Low blood pressure upon standing, called orthostatic hypotension, also becomes more common with age and can cause lightheadedness or unsteadiness in the first few seconds after you get up. This is distinct from a vestibular problem, but the sensation often feels similar.
How Balance Problems Are Evaluated
A doctor will typically start with a physical exam that includes simple in-office tests. The Romberg test, for example, asks you to stand with your feet together and arms at your sides, first with your eyes open and then with them closed, for about 30 seconds each. If you’re stable with eyes open but sway or lose balance with eyes closed, that points to a problem with the nerves that sense body position (proprioception) rather than the inner ear or vision.
If the cause isn’t obvious from the exam, a test called videonystagmography (VNG) can evaluate the inner ear in detail. You sit in a dark room wearing goggles with a built-in camera that tracks involuntary eye movements while you follow lights, change head positions, and have warm and cool air directed into each ear. The pattern of eye movement tells the examiner whether one inner ear is working differently from the other and helps narrow down the type of vestibular problem. Hearing tests, blood work to check for vitamin deficiencies or blood sugar issues, and imaging scans may follow depending on what the initial evaluation suggests.

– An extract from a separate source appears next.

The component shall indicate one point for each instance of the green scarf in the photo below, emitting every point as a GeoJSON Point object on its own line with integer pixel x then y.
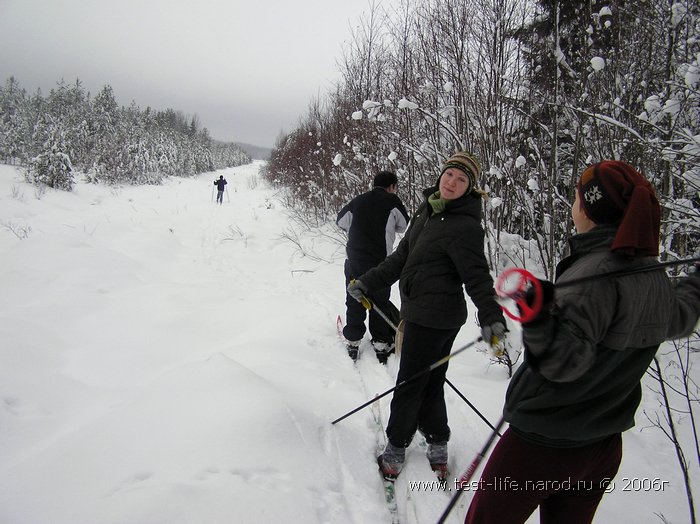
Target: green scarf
{"type": "Point", "coordinates": [438, 204]}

Patterns Worth Paying Attention To
The details of your balance problem offer important clues. Brief spinning triggered by head position changes points toward BPPV. Persistent unsteadiness that worsens in the dark suggests nerve damage in the feet. Episodes of vertigo with hearing changes suggest Ménière’s disease. Feeling off-balance all the time, regardless of position, with no spinning sensation may indicate a medication side effect, vision issue, or general deconditioning.
New or worsening balance problems that come with numbness, weakness on one side of the body, slurred speech, severe headache, or double vision need urgent evaluation, as these can signal a stroke or other serious neurological event. Balance problems that develop gradually over weeks or months are less likely to be emergencies but still deserve medical attention, particularly if they’re limiting your activity or increasing your fall risk.